I’m not using the wheelchair today.
Any day I can walk – maybe “shuffle” is the better word – is a good day. I’ll use the wheelchair when I need it, but I’d much rather walk. If you see me walking, I’m doing well.
I got up out of bed this morning.
Tammy texts me just about every morning to make sure I’m up. She’s not concerned about my oversleeping (although I’ve done my fair share of that since I stopped working). She’s worried I wasn’t able to get out of bed without assistance. As long as I can roll out of bed, I’m doing well.
You’re praying for me.
When I remember you’re praying for me and that prayer has great power, I’m doing well.

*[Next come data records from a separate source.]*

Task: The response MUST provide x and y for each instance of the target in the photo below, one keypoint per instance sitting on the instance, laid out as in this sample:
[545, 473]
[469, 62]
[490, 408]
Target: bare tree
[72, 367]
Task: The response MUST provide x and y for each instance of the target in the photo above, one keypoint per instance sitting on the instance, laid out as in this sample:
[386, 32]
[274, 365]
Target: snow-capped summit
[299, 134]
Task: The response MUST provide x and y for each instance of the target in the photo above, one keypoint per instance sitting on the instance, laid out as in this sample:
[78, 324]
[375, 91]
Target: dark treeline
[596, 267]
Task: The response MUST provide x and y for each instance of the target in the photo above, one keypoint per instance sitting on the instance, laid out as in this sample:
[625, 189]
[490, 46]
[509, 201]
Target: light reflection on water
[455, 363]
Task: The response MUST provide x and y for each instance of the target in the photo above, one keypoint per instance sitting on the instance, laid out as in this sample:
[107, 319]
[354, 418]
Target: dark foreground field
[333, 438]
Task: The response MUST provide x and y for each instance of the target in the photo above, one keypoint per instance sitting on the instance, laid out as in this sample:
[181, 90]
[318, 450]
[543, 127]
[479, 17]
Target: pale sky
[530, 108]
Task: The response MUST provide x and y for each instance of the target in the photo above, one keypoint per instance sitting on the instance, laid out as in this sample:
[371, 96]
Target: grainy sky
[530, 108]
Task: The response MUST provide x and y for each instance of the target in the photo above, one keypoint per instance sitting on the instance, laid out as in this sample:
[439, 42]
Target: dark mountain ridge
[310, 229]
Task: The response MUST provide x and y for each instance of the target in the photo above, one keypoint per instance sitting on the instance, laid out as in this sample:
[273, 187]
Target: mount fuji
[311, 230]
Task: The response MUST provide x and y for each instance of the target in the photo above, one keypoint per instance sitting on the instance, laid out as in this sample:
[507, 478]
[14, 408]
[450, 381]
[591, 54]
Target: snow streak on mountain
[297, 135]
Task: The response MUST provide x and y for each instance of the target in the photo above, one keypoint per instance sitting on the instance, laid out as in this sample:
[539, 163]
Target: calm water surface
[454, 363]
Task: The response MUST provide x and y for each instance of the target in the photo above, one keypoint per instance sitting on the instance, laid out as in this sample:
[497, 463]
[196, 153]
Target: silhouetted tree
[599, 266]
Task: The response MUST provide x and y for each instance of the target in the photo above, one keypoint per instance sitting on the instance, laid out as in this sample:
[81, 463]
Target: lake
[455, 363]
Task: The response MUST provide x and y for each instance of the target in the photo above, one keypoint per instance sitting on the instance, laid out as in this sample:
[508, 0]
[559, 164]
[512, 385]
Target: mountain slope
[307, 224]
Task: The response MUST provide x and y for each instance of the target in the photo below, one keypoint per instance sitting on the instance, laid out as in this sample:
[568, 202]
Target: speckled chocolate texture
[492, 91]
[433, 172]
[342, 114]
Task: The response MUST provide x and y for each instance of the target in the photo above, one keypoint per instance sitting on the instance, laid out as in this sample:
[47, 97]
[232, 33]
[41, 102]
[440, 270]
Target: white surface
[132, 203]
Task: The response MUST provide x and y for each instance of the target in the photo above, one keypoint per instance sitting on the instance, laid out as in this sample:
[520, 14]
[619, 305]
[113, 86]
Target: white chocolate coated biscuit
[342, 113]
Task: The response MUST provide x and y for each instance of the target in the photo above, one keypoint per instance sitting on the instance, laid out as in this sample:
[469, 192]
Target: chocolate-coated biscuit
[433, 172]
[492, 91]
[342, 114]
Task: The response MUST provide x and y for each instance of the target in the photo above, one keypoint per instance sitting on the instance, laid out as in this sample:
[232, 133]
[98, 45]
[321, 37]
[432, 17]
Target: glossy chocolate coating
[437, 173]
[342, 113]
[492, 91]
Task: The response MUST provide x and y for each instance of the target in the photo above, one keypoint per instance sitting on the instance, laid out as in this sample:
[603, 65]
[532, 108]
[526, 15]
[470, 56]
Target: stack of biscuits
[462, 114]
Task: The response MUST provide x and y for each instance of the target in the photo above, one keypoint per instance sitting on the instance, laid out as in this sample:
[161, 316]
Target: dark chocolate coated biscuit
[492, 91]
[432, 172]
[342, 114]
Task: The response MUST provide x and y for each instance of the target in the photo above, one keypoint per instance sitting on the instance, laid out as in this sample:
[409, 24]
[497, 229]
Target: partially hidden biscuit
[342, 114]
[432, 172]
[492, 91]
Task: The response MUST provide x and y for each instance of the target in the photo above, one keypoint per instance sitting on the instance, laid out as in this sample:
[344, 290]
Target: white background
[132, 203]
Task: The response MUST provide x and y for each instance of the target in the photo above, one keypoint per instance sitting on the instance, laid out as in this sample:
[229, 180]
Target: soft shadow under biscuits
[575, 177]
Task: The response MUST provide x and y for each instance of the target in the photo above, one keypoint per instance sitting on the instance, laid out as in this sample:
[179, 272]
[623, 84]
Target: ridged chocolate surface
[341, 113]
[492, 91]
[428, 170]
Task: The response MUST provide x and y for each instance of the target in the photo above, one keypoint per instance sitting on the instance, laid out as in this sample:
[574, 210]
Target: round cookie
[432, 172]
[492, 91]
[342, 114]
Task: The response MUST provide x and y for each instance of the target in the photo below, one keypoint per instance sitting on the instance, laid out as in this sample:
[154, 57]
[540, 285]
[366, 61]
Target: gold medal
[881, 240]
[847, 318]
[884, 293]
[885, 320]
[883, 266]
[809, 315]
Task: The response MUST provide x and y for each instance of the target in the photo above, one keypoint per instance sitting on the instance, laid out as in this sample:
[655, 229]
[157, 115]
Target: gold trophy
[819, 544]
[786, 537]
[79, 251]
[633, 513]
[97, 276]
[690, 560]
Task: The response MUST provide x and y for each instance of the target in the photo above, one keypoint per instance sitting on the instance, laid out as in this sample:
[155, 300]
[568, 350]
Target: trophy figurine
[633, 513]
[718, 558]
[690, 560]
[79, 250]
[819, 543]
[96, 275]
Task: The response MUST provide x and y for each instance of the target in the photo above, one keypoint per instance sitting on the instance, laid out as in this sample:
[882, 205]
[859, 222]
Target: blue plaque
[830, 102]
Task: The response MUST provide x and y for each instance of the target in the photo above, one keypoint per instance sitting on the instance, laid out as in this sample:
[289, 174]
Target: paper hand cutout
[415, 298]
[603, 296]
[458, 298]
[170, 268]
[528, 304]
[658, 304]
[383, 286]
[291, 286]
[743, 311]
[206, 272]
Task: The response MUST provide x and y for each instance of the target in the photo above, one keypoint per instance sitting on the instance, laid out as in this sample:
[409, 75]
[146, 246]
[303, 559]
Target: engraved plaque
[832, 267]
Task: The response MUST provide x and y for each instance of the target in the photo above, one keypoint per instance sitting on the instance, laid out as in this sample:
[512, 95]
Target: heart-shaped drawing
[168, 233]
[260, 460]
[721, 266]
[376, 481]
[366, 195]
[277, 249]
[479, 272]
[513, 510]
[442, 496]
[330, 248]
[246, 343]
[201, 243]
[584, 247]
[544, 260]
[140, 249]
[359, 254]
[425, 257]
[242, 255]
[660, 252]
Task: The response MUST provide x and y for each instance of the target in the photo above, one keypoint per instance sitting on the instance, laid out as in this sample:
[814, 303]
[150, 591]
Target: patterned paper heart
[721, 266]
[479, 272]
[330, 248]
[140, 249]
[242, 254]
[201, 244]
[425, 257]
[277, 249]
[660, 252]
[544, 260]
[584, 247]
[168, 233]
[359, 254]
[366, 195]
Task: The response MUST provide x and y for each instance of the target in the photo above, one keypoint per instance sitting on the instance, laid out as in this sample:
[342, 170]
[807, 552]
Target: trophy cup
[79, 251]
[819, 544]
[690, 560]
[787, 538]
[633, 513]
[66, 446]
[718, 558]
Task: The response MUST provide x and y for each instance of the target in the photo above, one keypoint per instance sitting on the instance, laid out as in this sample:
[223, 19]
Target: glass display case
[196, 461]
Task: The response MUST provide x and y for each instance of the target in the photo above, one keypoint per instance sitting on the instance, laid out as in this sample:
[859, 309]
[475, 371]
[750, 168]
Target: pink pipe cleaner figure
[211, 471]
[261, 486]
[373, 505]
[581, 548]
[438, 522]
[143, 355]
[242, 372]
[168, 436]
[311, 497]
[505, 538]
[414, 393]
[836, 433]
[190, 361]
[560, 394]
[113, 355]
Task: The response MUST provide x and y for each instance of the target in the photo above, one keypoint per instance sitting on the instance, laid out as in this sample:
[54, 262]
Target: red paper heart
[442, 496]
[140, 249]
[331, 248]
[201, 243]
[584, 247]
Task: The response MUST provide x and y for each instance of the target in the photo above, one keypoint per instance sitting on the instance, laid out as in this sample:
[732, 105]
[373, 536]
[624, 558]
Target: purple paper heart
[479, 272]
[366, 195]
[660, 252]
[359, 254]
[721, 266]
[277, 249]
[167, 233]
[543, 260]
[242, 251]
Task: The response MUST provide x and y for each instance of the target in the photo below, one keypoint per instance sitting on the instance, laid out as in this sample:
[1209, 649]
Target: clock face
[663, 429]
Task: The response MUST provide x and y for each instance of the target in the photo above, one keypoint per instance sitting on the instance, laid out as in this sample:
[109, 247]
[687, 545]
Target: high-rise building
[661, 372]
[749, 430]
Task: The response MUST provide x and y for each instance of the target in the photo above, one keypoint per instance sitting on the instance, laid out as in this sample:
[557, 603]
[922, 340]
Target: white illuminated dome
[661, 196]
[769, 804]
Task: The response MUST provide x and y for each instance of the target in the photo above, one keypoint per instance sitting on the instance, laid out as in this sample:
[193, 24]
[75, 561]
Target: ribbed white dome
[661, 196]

I’m able to get out of the house.
I can’t stand sitting at home all the time; I prefer to be on the go. If I’m able to get out of the house, I’m doing well.
I’m able to worship.
I opened this post by mentioning that people often ask me how I’m doing when I walk in the church building. I’m asked the question many places (gym, store, etc.), but more often than not, I’m asked how I’m doing when I’m at worship. Any Lord’s Day I’m able to be among God’s people and worship Him in spirit and in truth, it’s a good day. I’m doing well.
I’m doing better than others.
It doesn’t take long to find others who are doing far worse than I am. When I think about others, I’m doing well.
Just because you don’t think I’m doing well, doesn’t mean that I am not. You see, your “fine” and my “fine” might be light years apart. When I say I’m fine, remember that I know God is walking with me as He has walked with me in the past.